Степан оглянулся, у входа стоял полицейский пристав, рядом с ним двое штатских в котелках. Они внимательно оглядывали сидящих за столами. Вот сейчас их взгляд упадет на пустой столик рядом с тем, где сидит Халтурин, а на столе одиноко лежит книга, забытая впопыхах студентами. Степан быстро протянул руку, схватил книгу и спрятал под полу.

Теперь, вечером, он мог целиком отдаться чтению. Амосов пристроился рядом.

Читали молча, глотая страницы, пропуская рассуждения. И перед Халтуриным все яснее, все ярче вставал облик Москвы рабочей, вскрывались «язвы пролетарства».

Оказывается, в дворянско-купеческой Москве из 500 тысяч жителей только в крупной промышленности было занято 70 тысяч человек. Это столько же, сколько проживало в ней крупных «хозяев» и мелких «хозяйчиков»-собственников, вместе взятых. А сколько же их было на других предприятиях? Рабочих, относящихся к легкой промышленности, служивших при московских торговых заведениях? Число их было огромно: 5 500 в пищевой промышленности, 3 тысячи рабочих силикатных заводов, 2 500 кожевников, 8 600 легковых и ломовых извозчиков, работающих «от хозяина», 428 машинистов, 260 кочегаров, 907 сторожей и т. д.

А ведь работала по найму и эксплуатировалась не менее жестоко, нежели рабочие, всевозможная прислуга. В Москве ее было 91 тысяча, причем 85 500 — это домашняя прислуга, самая бесправная, забитая, и среди нее 58 500 женщин.

Эти цифры поразили Халтурина и Амосова. Им, выросшим в деревне и вступившим в самостоятельную жизнь в губернском городе, Вятка казалась огромной. Но в Вятке жило около 25 тысяч человек. Значит, в Москве было вдвое больше только женской прислуги, чем всех жителей в Вятке. Цифры вызывали удивление. Но где же жили эти 70 тысяч рабочих крупных предприятий, как они работали, сколько получали?
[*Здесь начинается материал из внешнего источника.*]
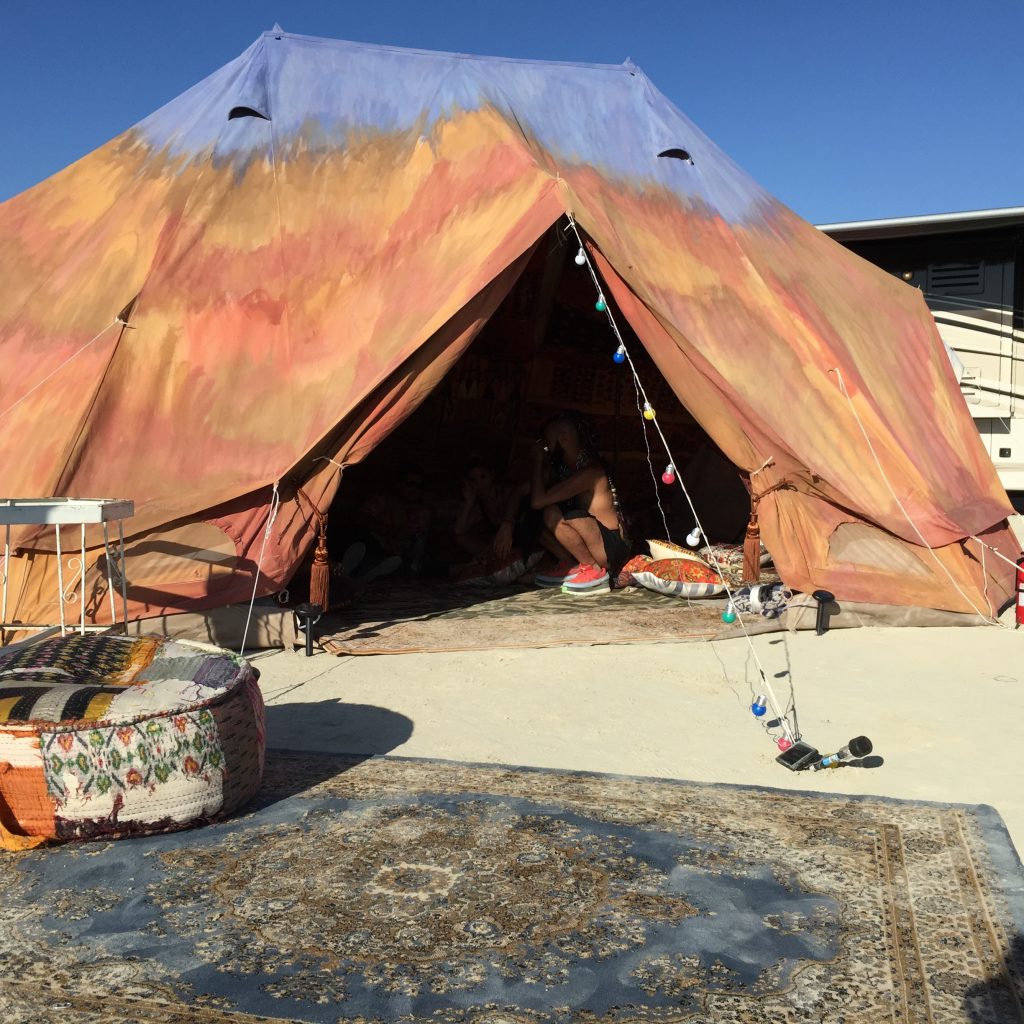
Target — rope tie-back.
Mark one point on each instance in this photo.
(271, 516)
(752, 538)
Атлас только отчасти мог удовлетворить острый интерес Степана. Жили рабочие в условиях, в которых всегда живут они в периоды «первого расцвета» промышленного капитализма, когда буржуазия празднует свою «весну». Весной в России мокро и холодно; грязь и слякоть русской промышленной весны доставались, конечно, прежде всего на долю пролетария. Только наиболее ценные для хозяина, наиболее квалифицированные рабочие имели возможность снимать отдельные полуподвальные каморки.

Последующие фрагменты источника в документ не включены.